Along with the reduced fees investing in a single star means you know exactly what you have. However, oftentimes when you do mutual funds or ETFs, it’s an amalgamation of different stocks, and you may not completely understand what you own.
In regards to taxes, individual stocks are easier to handle. Because you’re in charge of when you sell and everything, you can control many of the gains and losses that come when dealing with taxes.
What is the Disadvantage of Single Stocks?
Along with understanding the advantages when you’re deciding whether going with a single stock option is a good choice, you should also understand the disadvantages.
Buying single stocks makes it very difficult to diversify your portfolio. Whereas if you are investing in mutual funds or ETFs, you are automatically diversifying because you’re buying multiple stocks at the same time.
The lack of diversity can result in less return on your investment. Along with that, single stocks often tend to be more time-consuming because you have to monitor everything in your portfolio more acutely.
This is because you don’t have a management company managing your funds. Instead, you are the person in charge of managing your portfolio.
Lastly, the biggest disadvantage is that oftentimes emotions get involved. When you are the sole manager of your portfolio and handling single stocks, you may find yourself reacting to the market in a more emotionally driven way.
This, in the end, could create more opportunities for loss.
How Many Stocks Should You Own As a Beginner?
If you’re someone who’s just starting, stocks can be very overwhelming. Understanding how to read markets, buy, sell, and trade can be frustrating and exciting. But as a beginner, the biggest thing to understand is where you should start.
When you talk to experts, they typically tell beginners that they should buy anywhere between 10 and 15 different types of stocks.

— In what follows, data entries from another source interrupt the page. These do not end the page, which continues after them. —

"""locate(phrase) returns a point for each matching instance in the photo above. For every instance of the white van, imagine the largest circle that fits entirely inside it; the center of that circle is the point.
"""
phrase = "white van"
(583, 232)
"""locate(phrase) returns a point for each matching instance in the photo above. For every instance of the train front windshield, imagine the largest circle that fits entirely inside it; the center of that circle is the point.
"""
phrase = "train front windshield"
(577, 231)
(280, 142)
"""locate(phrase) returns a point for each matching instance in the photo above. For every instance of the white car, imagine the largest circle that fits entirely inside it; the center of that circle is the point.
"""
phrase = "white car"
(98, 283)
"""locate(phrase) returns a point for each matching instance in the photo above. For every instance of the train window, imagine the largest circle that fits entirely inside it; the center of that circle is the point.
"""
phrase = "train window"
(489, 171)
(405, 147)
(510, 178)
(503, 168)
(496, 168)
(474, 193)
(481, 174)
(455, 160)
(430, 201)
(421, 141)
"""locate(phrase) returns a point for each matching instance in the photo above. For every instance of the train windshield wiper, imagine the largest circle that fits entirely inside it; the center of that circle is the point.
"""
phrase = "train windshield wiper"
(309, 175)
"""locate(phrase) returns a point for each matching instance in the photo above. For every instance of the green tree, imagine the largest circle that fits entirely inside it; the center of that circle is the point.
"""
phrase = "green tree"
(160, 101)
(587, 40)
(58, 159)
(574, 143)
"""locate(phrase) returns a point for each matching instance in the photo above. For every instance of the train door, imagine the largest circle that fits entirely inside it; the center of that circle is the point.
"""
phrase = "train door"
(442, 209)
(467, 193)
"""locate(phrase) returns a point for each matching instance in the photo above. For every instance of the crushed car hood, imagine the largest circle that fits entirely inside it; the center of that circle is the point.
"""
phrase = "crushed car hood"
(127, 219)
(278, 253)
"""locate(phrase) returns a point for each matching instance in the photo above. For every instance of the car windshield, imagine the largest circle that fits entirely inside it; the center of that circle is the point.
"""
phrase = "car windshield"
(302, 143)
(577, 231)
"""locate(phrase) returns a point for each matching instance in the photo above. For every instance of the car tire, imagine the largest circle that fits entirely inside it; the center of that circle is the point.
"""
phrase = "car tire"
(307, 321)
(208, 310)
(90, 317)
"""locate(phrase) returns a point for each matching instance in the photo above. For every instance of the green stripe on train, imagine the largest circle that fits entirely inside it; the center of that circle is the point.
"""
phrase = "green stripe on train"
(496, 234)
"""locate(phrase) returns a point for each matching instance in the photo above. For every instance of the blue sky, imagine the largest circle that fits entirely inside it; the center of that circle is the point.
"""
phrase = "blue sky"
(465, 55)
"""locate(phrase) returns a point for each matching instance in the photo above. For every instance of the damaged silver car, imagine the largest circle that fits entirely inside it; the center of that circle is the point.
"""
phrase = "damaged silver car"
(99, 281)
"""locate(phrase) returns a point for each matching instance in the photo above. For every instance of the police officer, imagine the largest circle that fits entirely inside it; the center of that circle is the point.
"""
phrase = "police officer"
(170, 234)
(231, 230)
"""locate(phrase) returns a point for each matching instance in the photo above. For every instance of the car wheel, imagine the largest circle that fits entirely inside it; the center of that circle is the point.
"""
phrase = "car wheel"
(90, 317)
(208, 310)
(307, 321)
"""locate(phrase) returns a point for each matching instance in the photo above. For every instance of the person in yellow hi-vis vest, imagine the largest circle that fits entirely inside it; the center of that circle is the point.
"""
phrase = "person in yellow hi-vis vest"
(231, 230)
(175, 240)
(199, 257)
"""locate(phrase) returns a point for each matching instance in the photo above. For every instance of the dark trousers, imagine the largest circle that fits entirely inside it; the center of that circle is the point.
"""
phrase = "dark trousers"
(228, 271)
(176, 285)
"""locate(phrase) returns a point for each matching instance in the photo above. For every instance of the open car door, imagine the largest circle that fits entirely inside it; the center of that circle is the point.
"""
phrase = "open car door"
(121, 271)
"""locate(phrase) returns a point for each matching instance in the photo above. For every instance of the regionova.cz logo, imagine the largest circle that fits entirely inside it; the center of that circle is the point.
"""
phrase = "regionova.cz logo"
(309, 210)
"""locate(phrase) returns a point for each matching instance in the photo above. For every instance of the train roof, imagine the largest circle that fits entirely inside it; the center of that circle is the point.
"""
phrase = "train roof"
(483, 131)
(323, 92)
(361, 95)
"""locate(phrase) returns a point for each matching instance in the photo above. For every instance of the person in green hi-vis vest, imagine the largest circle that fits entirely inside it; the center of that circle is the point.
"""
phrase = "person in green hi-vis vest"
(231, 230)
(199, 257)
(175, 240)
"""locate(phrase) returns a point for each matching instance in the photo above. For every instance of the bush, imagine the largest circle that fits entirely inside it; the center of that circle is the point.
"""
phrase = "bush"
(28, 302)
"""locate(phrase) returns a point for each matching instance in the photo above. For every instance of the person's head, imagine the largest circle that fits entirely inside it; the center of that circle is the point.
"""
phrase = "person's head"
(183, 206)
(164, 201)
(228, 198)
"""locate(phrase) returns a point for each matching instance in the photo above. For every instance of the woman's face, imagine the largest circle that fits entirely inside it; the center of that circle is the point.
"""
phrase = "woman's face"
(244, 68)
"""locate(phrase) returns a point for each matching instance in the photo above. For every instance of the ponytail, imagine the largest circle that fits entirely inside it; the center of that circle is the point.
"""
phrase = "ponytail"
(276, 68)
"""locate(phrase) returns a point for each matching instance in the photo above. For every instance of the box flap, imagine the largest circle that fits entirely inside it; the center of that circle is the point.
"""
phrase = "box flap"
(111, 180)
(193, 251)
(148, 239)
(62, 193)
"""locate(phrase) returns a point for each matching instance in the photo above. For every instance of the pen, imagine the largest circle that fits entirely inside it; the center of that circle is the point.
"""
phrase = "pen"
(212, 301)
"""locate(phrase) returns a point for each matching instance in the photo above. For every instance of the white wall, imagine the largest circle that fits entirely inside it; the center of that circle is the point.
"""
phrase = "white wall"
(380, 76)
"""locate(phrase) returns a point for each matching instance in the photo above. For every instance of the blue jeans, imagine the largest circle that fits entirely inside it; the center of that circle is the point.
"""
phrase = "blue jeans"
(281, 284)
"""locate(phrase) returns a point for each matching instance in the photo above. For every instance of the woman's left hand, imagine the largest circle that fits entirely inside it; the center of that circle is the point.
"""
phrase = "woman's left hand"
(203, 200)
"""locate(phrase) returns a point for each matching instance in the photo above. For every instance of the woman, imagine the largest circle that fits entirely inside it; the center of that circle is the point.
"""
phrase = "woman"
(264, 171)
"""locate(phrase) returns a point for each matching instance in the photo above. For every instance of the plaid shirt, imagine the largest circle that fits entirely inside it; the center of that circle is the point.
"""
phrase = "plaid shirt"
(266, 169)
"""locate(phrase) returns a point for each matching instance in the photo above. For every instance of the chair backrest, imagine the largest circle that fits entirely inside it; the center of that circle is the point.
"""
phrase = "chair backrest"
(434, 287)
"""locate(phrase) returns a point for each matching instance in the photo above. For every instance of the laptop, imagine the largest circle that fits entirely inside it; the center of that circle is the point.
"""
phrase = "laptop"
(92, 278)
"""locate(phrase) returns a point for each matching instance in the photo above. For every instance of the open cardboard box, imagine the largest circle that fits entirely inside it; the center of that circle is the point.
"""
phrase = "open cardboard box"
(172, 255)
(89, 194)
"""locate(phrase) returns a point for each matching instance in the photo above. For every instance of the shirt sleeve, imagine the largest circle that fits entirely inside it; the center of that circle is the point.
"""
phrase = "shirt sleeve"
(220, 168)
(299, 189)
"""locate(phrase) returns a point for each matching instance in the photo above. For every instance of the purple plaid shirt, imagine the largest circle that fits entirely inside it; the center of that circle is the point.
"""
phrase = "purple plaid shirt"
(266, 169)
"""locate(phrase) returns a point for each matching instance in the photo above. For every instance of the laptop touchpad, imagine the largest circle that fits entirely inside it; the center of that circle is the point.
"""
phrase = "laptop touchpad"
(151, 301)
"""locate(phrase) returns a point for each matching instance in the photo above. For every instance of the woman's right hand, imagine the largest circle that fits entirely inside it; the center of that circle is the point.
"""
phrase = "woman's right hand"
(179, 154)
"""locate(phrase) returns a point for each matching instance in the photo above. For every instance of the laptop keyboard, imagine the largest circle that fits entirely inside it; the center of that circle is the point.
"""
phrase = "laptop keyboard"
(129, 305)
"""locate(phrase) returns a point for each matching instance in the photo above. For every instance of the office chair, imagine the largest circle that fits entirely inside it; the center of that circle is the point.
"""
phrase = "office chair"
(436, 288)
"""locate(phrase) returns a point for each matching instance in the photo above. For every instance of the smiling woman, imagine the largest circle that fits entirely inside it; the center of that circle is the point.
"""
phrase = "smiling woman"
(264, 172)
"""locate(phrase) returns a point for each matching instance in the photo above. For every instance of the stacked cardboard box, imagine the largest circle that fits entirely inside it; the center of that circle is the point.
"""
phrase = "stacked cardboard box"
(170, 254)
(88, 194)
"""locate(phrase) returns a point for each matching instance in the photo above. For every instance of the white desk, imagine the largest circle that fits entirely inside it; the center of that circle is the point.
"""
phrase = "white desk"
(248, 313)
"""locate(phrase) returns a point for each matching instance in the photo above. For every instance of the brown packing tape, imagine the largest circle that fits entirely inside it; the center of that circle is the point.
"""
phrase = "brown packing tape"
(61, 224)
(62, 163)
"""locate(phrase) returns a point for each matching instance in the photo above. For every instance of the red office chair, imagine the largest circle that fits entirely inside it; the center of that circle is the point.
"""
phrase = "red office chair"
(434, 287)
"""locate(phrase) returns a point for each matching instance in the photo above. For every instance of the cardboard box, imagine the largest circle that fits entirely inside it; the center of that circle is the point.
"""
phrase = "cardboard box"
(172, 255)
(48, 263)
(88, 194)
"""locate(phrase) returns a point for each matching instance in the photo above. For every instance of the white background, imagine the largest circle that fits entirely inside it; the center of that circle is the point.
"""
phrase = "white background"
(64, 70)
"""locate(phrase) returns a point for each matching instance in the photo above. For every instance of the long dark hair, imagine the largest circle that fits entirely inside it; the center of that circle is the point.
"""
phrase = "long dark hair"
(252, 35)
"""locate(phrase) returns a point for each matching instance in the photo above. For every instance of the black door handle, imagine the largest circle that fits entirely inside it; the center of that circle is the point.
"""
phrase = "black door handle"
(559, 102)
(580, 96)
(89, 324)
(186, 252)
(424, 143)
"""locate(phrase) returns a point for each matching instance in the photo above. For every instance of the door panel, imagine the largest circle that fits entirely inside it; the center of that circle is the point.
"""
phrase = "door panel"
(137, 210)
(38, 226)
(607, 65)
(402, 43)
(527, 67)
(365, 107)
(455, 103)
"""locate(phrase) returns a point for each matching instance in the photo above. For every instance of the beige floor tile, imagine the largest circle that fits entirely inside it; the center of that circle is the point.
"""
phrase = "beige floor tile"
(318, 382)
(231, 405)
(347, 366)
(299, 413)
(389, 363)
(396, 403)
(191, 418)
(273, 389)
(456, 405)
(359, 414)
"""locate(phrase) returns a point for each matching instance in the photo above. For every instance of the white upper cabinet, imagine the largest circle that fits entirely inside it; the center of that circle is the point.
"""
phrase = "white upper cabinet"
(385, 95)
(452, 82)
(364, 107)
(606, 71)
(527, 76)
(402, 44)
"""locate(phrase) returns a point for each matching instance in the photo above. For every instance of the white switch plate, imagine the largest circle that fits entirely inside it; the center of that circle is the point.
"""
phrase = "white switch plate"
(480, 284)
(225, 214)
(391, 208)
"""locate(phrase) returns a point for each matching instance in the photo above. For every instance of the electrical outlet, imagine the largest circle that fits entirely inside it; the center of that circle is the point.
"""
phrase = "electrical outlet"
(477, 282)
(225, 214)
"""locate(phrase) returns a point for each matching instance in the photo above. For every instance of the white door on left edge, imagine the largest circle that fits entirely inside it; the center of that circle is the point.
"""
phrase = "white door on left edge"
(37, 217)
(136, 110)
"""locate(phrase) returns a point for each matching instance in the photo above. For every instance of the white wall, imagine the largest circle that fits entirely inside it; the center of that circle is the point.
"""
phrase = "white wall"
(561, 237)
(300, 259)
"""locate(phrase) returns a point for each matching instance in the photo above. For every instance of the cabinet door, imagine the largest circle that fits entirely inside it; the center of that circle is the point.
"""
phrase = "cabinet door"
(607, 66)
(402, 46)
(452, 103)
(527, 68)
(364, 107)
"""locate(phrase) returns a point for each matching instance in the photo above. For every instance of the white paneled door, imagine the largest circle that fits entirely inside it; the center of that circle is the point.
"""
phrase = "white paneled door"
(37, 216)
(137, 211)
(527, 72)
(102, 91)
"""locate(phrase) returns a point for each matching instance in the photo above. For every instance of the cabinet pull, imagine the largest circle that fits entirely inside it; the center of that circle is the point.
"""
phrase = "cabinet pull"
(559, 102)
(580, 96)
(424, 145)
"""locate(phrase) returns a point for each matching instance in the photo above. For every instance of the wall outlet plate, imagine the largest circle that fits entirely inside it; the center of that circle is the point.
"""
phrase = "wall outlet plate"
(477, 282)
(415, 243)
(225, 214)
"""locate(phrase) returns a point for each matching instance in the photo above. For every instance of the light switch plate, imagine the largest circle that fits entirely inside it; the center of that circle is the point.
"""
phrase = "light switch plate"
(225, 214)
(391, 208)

This allows their portfolio to start with a diversified spread of options. This is especially true if they’re dealing with brokers because, at this point, there’s no charge in commissions for online stocks and trades.
Are There Any Pros to Having Single Stocks?
As we mentioned above, there are many advantages to single stocks. But one of the advantages we didn’t touch on was the liquidity of single stocks.
With mutual funds and ETFs, trading and selling can be kind of challenging, and that is why you hand over the reins to a portfolio manager.
With stocks, though, they can easily be bought and sold on exchanges. This gives investors the ability to be flexible and have access to liquid assets at a moment’s notice. That can be quite an advantage, especially if you’re looking to make a quick return on your investment.
How Many Stocks Does an Average Investor Own?
Every investment manager or portfolio advisor will suggest you be diversified when it comes to your portfolio.
Of course, what that diversification looks like depends on what you have to invest, but most average portfolios that are successful in accruing high results on returns typically hold between 20 and 30 stocks.
However, the amount of stocks that you have in your portfolio depends on your funds and what you’re looking to achieve. For beginners starting with 10 to 15 stocks is enough, and then as you gain experience, you can then move on to more stocks.
If you are using a portfolio management company, the sky’s the limit because you are no longer chiefly responsible for monitoring the stocks and bonds.
Final Thoughts on Why is Investing In Single Stocks a Bad Idea
Like any investment, single stocks are riddled with advantages and disadvantages. In the end, whether single stocks are a bad idea or not is really up to the type of portfolio you are trying to build and how you want to invest your money.
Single stocks offer quicker liquidity and fewer fees, but they also leave you with an undiversified portfolio which could result in fewer returns on your investment. So the decision is really up to you.